Durante i controlli sono state individuate ben dieci zone pericolose, ossia aree che si estendono per oltre 55.000 metri quadrati e alcuni capannoni dove, senza alcuna autorizzazione o precauzione, venivano stoccati oltre quattrocento veicoli in evidente stato di abbandono e senza targhe, motori e parti meccaniche, 1.000 pneumatici, materiale plastico in genere, elettrodomestici, batterie esauste, pezzi di motore impregnati d’olio e parti di essi. Sono stati, inoltre, trovati, in diverse aree, circa 500 metri quadrati di lastre di eternit pronte per essere smaltite in totale violazione delle normative vigenti.
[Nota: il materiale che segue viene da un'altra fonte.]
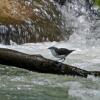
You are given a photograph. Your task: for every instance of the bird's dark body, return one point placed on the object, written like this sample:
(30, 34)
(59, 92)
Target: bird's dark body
(60, 53)
(63, 51)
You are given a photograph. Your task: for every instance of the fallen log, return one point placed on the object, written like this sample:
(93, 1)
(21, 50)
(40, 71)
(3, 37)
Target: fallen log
(39, 64)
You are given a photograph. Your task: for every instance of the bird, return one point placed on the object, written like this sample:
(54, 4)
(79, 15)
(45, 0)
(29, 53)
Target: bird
(60, 53)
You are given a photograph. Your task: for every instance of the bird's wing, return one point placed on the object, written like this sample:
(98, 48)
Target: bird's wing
(63, 51)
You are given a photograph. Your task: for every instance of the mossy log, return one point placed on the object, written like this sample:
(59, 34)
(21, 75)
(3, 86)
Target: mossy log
(39, 64)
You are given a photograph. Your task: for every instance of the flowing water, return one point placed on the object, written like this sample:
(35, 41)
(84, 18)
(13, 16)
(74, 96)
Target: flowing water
(20, 84)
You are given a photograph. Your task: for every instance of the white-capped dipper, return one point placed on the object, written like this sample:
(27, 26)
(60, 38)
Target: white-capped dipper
(60, 53)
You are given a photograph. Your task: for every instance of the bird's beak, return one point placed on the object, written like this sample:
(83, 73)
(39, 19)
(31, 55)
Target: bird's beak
(72, 50)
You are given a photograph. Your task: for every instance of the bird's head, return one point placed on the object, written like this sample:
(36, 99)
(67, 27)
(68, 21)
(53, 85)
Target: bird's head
(72, 50)
(52, 48)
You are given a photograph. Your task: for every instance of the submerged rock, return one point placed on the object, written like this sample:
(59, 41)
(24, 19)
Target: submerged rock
(29, 21)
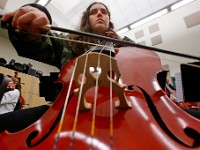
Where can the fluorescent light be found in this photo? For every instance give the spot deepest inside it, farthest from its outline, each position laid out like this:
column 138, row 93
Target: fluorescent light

«Si tratta, essenzialmente, di rifiuti gettati via impropriamente ed illegalmente, sia sul suolo pubblico che su quello privato», sostengono gli investigatori, «senza aver la minima cura per l’ambiente e nella totale inconsapevolezza delle conseguenze deleterie che tale prassi illecita può comportare. Le ripercussioni, infatti, sono assai pesanti: inquinamento ambientale, degrado anche estetico, effetti sulla qualità della vita, nonché un grave danno alla comunità: basti pensare che lasciare rifiuti sul suolo costa migliaia di euro l’anno, denaro che viene sottratto alle già esigue risorse a disposizione degli enti locali. La nostra attività si inquadra nel più ampio dispositivo di controllo disposto dal Comando orovinciale di Chieti a tutela e per la difesa del territorio, anche nel settore ambientale al fine di prevenire comportamenti non rispettosi delle procedure legali di smaltimento dei rifiuti».